ONE OF THE MOST DIFFICULT ASPECTS of working at the nanoscale is actually seeing the object being worked on. Biological structures like viruses are invisible to standard optical microscopes and difficult to capture in their native form with other imaging techniques. A multidisciplinary research group at UCLA has now teamed up to not only visualize a virus but also to use the results to adapt the virus so it can deliver medication instead of disease.
In a paper published in August 2010 in the journal Science, the UCLA scientists reveal an atomically accurate structure of the adenovirus that shows the interactions among its protein networks. The work provides critical structural information for researchers around the world attempting to modify the adenovirus for use in vaccine and gene-therapy treatments for cancer.

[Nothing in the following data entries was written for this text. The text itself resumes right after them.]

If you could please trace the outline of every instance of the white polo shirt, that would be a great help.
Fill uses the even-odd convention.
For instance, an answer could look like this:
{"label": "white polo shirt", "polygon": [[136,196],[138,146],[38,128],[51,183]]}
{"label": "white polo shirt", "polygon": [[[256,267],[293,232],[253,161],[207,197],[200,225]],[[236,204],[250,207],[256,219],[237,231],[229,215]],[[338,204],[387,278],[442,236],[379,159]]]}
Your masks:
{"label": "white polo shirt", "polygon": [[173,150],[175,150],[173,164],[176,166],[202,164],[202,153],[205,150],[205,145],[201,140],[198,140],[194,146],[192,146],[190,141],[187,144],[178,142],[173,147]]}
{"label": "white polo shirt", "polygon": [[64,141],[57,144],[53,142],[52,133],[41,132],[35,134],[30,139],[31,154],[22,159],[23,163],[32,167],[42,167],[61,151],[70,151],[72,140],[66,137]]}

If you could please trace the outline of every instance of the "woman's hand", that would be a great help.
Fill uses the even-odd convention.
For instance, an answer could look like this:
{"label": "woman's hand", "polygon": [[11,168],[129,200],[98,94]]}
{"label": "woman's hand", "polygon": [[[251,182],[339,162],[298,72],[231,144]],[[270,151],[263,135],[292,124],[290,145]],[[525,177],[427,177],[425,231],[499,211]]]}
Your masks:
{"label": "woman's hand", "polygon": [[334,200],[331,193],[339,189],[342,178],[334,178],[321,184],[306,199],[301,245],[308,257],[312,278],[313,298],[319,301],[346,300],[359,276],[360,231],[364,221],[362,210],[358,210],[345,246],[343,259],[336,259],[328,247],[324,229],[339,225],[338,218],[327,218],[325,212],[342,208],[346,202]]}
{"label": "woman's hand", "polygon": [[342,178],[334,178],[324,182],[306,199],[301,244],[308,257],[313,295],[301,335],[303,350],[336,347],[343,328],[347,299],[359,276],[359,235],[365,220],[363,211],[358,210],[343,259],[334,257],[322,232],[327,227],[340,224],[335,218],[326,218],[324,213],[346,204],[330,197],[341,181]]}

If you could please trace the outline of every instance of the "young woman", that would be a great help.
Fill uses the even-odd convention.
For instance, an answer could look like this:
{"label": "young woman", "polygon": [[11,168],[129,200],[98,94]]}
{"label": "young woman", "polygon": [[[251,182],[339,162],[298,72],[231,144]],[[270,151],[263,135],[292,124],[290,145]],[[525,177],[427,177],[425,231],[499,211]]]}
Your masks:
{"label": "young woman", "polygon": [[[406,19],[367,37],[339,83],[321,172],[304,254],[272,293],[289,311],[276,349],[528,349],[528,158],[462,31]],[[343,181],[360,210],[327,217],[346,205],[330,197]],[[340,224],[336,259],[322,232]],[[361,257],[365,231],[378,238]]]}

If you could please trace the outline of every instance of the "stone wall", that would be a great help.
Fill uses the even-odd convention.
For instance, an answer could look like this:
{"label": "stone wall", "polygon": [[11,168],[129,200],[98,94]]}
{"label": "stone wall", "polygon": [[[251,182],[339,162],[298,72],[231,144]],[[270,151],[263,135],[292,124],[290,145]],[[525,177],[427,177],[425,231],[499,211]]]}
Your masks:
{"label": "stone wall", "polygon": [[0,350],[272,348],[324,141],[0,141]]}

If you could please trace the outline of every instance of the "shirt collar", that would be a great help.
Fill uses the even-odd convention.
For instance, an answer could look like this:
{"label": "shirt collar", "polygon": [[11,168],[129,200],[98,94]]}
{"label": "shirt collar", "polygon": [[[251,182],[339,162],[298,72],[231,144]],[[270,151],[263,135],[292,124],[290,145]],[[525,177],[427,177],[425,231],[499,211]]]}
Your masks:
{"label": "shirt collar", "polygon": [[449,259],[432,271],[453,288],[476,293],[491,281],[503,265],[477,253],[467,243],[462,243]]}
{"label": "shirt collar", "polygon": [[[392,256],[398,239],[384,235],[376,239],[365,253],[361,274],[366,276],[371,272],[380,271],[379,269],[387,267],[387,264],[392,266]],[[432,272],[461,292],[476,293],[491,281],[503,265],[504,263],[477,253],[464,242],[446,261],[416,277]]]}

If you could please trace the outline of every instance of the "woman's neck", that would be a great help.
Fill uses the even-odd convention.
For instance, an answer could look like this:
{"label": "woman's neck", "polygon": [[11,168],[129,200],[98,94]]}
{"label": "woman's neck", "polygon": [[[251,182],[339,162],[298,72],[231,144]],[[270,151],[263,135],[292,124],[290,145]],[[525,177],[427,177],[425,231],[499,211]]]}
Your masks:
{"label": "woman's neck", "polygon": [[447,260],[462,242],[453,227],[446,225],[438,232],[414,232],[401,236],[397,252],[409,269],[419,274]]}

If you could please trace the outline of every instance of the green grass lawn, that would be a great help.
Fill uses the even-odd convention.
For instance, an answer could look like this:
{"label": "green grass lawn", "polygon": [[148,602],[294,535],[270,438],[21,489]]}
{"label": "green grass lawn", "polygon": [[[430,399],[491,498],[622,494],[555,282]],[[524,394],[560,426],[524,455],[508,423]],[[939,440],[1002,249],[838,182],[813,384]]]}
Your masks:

Lily Wu, M.D., Ph.D., associate director of the UCLA Institute of Molecular Medicine and co-lead author of the study, and her group have been attempting to manipulate the adenovirus for use in gene therapy, but the lack of information about receptors on the virus’ surface had hampered their quest. Trying to visualize the adapted viruses “was like trying to piece together the components of a car in the dark, where the only way to see if you did it correctly was to try and turn the car on,” Dr. Wu says.
To achieve their goal, Dr. Wu and her collaborators teamed up with the California Nano-Systems Institute at UCLA to use cryo-electron microscopy to produce atomically accurate 3-D models of biological samples such as viruses.
“This breakthrough is a great leap forward,” Dr. Wu says. “If our work is successful, this therapy could be used to treat most forms of cancer.”